[Land-speed] Rear Axle Question

Joe Lance jolylance at earthlink.net
Thu Nov 6 18:28:41 MST 2014


You guys are bringing back some memories--I still have my K&E slide rule.
When I worked in the Mechanics/Combustion Lab Department of the Westinghouse
Research Laboratory in the 1950s, the Department had a single 30 inch K&E
slide rule that you could sign out when you had to do some really high
precision calculations


Joe & Pat Lynne in Springdale, Pennsylvania, United States, North America,
Planet Earth, Solar System, Milky Way, Virgo Cluster, Laniakea Local
Supercluster, the Universe



-----Original Message-----
From: Land-speed [mailto:land-speed-bounces at autox.team.net] On Behalf Of
Neil Albaugh
Sent: Thursday, November 6, 2014 7:14 PM
To: 23weldon; NT788 at comcast.net; Jim Dincau
Cc: land-speed; Kirkwood
Subject: Re: [Land-speed] Rear Axle Question

Ed;

Those were called "nomographs" (I think).

Regards, Neil  Tucson, AZ

-----Original Message-----
From: 23weldon
Sent: Thursday, November 06, 2014 10:25 AM
To: NT788 at comcast.net ; Jim Dincau
Cc: land-speed ; Kirkwood
Subject: Re: [Land-speed] Rear Axle Question

A dream wheel is a good tool if you still have one and are used to it.  Far
as I know they are no longer sold.   We could use something simpler than my
spreadsheet that can run on a tablet or a smart phone app. Still I think
I'll set up a continuing search on eBay.  I never had one.  (yeah, yeah....
young engineer's arrogance....what do I need a thing like that for?....I've
got my slide rule hanging off my belt like a misplaced reproductive organ.)

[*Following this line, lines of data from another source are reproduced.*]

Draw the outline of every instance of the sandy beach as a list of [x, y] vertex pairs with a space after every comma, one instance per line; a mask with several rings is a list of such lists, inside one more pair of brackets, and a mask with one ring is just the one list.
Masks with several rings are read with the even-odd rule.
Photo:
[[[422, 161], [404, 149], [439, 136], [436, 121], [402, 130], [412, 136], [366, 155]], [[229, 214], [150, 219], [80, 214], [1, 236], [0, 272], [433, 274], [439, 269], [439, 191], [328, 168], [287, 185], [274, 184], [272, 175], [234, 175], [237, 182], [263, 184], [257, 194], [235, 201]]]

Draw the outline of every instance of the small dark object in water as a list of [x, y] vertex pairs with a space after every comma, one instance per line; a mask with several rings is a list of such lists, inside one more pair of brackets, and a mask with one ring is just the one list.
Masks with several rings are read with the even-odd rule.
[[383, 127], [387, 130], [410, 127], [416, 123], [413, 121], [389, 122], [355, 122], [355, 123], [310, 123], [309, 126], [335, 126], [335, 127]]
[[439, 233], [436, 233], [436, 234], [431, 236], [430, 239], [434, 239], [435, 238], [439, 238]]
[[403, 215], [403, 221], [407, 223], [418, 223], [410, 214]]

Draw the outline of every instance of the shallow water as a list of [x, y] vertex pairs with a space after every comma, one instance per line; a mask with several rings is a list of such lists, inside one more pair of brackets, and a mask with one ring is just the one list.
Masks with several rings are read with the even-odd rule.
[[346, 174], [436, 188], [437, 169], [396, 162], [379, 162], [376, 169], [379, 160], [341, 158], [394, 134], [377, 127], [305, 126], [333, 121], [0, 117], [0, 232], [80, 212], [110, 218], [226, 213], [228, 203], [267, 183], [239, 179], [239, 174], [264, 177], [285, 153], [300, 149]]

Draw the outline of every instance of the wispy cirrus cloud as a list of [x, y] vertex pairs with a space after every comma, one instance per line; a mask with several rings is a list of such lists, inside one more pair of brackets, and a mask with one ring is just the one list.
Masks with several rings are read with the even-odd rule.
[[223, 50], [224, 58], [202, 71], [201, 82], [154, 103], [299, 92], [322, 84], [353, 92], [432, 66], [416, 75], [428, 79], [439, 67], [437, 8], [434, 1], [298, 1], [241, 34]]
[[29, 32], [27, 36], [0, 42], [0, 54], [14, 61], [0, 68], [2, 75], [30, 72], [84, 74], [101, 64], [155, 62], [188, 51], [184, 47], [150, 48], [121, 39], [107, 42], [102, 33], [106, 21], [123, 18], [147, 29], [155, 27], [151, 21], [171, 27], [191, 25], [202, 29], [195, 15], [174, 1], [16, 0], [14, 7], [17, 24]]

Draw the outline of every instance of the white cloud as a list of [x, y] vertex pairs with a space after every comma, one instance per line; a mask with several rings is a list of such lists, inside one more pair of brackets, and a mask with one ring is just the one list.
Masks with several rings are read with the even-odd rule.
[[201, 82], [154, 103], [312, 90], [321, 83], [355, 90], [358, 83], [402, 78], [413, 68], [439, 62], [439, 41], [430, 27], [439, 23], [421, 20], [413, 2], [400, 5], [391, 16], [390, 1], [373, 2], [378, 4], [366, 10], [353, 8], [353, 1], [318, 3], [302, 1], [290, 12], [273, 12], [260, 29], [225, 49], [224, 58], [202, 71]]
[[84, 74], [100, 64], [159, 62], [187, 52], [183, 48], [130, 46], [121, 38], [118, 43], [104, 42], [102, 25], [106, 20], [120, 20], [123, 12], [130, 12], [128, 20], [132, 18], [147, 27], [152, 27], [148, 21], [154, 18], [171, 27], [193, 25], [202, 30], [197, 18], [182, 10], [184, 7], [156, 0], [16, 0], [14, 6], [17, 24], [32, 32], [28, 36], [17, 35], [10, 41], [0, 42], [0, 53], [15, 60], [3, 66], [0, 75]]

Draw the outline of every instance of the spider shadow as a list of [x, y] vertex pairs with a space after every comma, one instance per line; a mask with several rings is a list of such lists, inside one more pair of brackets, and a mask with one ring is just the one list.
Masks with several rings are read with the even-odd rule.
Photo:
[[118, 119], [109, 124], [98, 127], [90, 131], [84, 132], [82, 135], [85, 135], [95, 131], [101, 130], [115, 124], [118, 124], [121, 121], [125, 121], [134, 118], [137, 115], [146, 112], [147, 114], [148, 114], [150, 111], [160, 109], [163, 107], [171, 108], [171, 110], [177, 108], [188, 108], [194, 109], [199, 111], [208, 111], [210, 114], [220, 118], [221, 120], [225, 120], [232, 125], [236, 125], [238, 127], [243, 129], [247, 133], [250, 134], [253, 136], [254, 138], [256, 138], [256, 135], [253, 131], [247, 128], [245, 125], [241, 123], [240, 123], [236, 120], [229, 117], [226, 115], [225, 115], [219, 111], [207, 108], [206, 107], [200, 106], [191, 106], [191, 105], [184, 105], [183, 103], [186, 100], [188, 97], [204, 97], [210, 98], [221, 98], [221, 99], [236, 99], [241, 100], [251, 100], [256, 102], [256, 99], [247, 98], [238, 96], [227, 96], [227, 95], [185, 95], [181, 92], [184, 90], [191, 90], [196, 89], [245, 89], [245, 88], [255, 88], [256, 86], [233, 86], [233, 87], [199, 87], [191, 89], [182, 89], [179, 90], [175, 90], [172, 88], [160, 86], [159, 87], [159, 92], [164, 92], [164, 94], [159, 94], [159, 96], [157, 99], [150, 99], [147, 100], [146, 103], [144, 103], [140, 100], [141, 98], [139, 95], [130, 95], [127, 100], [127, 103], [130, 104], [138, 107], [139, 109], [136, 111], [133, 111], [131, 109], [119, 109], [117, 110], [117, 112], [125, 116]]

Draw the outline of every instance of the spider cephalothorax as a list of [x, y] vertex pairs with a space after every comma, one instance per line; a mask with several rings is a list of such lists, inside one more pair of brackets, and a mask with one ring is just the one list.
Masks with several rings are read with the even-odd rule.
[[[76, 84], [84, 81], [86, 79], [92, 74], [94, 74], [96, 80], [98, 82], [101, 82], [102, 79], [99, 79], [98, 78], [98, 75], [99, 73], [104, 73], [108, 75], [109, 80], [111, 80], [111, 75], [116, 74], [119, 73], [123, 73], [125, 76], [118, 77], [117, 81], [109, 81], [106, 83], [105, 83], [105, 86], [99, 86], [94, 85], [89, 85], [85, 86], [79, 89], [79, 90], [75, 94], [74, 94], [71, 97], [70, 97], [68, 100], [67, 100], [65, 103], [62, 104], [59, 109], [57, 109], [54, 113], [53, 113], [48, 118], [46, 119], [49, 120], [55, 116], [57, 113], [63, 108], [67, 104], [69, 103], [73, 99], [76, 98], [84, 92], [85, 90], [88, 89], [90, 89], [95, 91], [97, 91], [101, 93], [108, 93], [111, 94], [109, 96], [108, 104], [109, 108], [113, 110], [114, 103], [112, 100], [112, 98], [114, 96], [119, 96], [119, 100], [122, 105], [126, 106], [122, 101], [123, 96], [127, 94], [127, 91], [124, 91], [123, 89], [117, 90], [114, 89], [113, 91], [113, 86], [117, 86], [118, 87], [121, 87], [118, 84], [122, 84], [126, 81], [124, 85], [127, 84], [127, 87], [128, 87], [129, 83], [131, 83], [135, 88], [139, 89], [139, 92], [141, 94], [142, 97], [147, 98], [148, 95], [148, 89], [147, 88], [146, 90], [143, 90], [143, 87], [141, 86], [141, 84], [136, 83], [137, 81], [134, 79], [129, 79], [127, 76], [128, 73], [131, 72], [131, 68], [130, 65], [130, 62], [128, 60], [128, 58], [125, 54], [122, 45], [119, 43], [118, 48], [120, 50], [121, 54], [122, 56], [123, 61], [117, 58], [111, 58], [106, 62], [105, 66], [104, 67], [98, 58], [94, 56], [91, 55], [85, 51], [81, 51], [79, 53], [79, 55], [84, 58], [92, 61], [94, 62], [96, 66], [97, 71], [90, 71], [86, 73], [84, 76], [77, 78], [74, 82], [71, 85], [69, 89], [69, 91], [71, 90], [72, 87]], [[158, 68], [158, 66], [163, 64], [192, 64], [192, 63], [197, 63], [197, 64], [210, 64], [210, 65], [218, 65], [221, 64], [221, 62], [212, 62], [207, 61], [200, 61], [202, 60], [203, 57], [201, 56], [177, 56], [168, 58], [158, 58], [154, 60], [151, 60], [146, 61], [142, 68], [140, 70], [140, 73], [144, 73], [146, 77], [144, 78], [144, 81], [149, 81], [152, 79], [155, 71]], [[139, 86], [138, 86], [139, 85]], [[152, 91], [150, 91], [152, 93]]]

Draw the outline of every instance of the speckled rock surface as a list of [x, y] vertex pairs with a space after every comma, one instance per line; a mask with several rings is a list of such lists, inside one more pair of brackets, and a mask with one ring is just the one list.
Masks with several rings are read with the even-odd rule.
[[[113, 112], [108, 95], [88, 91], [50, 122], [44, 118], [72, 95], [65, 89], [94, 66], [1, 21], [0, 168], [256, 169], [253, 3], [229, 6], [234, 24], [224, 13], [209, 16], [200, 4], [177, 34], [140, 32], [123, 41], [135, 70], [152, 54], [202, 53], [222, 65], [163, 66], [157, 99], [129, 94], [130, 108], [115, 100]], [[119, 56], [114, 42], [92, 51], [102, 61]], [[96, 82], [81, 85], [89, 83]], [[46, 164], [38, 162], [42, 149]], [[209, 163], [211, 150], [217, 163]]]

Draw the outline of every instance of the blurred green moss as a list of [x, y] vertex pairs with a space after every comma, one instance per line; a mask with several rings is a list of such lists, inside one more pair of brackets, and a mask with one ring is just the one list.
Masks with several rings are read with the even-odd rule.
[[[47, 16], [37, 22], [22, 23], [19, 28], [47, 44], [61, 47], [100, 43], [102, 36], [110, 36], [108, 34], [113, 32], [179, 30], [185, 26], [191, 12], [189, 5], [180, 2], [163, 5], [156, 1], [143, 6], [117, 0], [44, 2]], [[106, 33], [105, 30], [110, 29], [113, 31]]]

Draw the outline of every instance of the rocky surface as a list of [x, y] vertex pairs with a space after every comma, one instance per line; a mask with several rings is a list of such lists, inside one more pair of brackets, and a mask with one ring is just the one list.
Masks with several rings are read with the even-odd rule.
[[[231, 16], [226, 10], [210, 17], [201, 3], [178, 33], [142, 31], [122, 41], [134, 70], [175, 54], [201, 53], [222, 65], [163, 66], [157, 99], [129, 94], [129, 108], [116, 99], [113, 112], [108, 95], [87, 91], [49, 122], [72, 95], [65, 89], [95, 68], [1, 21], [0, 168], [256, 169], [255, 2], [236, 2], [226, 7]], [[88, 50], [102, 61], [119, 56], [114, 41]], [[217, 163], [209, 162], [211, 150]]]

25 years ago when we ran Doug King's Golddigger we had a greasy stack of
Lotus 123 spreadsheet printouts we referred to pick QC gears. They were
printed on a dot matrix printer driven by a Heathkit PC I built myself.5
years previous.  Lessons in soldering.  Ancient history.

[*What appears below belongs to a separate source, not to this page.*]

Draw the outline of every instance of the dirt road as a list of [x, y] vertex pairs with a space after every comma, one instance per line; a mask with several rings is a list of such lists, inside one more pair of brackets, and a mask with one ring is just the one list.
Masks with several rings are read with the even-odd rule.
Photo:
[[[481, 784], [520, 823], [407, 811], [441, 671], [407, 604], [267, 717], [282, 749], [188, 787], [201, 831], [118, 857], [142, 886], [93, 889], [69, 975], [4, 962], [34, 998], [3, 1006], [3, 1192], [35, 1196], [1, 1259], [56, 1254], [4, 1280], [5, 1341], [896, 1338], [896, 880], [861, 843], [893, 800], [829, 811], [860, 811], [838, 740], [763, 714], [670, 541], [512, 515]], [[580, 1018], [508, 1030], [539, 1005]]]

I remember back in my time as a newly minted engineer (1960s) when all we
had were slide rules (a dream wheel is a specialized circular slide wheel)
the engineering journals often published graphic calculators to solve
specific problems. I can't recall the generic name they had for those
things.  The way they worked they had vertical specially scaled lines with
number graduations.  Each line was for a variable like(in our case) tire
diameter, circumference, rpm, gear ratio, etc    Spaced in between were
"turning" lines that represented intermediate steps, i.e., a single
arithmetic calculation.  A perfect app for a tablet would be something like
this that worked on the touch screen where a stylus could be used to drag
the connecting lines around to do "what ifs".

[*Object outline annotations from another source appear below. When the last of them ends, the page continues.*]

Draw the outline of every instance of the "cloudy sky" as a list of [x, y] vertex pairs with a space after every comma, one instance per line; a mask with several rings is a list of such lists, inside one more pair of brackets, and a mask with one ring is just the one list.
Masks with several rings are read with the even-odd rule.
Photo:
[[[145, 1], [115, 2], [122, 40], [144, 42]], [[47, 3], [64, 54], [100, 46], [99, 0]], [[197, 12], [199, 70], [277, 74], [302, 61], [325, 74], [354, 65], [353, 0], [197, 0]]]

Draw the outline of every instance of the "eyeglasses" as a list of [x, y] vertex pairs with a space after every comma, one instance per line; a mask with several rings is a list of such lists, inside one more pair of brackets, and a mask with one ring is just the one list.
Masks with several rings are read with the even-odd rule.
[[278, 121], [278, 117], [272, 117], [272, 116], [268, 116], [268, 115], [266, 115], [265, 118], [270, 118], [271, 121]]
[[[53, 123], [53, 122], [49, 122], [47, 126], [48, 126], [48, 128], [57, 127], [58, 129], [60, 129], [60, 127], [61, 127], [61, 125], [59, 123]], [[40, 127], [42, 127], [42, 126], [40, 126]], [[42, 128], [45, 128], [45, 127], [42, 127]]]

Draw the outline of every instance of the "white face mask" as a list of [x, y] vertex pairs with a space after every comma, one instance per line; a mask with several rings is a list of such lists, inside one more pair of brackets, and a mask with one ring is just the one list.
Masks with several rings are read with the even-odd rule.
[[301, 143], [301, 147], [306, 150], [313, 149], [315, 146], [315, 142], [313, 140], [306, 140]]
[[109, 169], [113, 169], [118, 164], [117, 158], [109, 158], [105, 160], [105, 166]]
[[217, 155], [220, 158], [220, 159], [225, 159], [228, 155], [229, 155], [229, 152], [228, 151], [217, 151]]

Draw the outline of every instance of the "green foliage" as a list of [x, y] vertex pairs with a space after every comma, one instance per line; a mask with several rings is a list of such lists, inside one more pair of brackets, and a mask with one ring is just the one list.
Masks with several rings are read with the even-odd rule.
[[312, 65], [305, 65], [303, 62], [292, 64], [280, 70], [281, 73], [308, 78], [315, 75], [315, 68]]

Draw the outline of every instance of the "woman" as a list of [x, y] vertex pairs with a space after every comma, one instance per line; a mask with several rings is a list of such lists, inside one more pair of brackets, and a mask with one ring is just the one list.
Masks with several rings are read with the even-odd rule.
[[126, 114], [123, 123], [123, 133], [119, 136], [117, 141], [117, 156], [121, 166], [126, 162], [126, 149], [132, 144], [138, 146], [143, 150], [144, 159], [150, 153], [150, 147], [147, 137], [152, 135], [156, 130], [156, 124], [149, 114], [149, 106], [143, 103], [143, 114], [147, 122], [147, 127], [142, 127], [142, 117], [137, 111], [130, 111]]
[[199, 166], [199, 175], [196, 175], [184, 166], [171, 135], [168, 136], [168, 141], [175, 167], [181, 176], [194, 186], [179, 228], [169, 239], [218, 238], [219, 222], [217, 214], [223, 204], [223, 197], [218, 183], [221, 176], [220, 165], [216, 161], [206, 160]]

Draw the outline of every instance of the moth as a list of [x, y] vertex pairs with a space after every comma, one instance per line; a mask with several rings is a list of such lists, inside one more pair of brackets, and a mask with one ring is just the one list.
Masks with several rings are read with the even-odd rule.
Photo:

OK, this description of mine is a bit confusing; but if you are smart enough
to figure out what I'm saying and can develop your own apps (a mystery to
this old guy) you can probably come up with something and make enough to buy
breakfast at the Red Flame for a few days.  Gawd, I miss the Red Flame and
the Salt Flats Cafe. ...............Ed W

----- Original Message -----
From: <NT788 at comcast.net>
Sent: Thursday, November 06, 2014 7:42 AM
Subject: Re: [Land-speed] Rear Axle Question
>I just keep an Isky. Dream Wheel handy while building stuff.